On top of developing our core curriculum, we are opening the app to all educators around the world who want to contribute to the teaching process by allowing them to create their own content and/or mini-games inside the app.
To monitor and evaluate the teaching and learning process, Solve Education! has created a web-based learning analytics portal called Learnalytics. The platform was created to cater to the needs of those who hold an interest in following the learning progress of their students’ through DOC. It provides personalised learning scorecards and learning behaviour reports, all through highly intuitive visual presentations.
Not only does Learnalytics provide individual student reports, but it also accommodates group analytics, such as capability distribution and group game preferences, for leaders of large student groups such as teachers or training managers. Based on the analysis of the students’ lagging areas of learning, Learnalytics also provides suggestions for extra activities that will assist them in catching up, both on an individual level and group level. Our focus on students’ learning process and behaviour to leverage their learning outcomes are what primarily distinguishes Learnalytics from other learning analytics platforms.

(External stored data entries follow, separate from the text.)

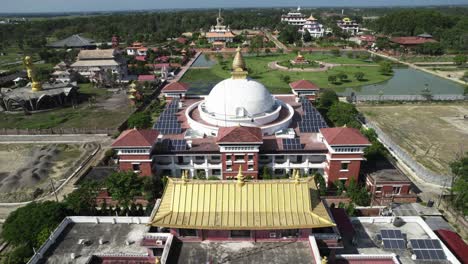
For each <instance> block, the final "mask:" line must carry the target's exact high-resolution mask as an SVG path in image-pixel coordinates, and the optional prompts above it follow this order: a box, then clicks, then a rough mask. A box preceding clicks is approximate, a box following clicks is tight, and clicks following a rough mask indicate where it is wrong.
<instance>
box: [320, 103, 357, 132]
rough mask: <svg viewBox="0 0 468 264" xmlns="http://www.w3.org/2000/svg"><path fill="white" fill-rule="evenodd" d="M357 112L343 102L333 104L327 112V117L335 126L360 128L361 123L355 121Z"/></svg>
mask: <svg viewBox="0 0 468 264" xmlns="http://www.w3.org/2000/svg"><path fill="white" fill-rule="evenodd" d="M358 115H359V112H358V111H357V109H356V107H355V106H354V105H353V104H349V103H345V102H336V103H334V104H333V105H332V106H331V107H330V109H329V110H328V112H327V117H328V119H329V120H330V121H332V122H333V124H335V126H344V125H346V126H348V127H355V128H360V127H361V123H359V122H358V121H357V117H358Z"/></svg>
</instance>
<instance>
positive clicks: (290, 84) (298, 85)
mask: <svg viewBox="0 0 468 264" xmlns="http://www.w3.org/2000/svg"><path fill="white" fill-rule="evenodd" d="M289 86H290V87H291V88H292V89H294V90H320V88H319V87H318V86H317V85H316V84H315V83H312V82H309V81H306V80H299V81H295V82H292V83H290V84H289Z"/></svg>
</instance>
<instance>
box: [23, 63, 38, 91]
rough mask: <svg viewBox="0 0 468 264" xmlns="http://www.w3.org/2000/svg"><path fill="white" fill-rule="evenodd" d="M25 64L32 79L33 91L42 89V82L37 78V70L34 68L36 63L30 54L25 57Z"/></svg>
mask: <svg viewBox="0 0 468 264" xmlns="http://www.w3.org/2000/svg"><path fill="white" fill-rule="evenodd" d="M24 65H26V70H27V71H28V77H29V79H31V89H32V90H33V92H37V91H42V84H41V83H40V82H39V81H38V80H37V76H36V71H35V70H34V64H33V62H32V58H31V57H30V56H26V57H24Z"/></svg>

To incentivise students' learning progress, Solve Education! is developing an online job portal called Solve Employment! (SEmp!) as an exciting extension of DOC. We link students’ success in DOC with internship and employment opportunities in SEmp!. After students reach a certain level in DOC, our team will send them an invitation to access SEmp!. After students access the platform, they have the opportunity to work on crucial micro-tasks such as indexing, labelling, localisation, transcription, customer service representatives, virtual assistants, and many more. All of these tasks are developed in partnership with tech companies, so they make sense in the real world. SEmp! is a safe place for underserved youth to improve and refine their skills before they go into a more competitive marketplace.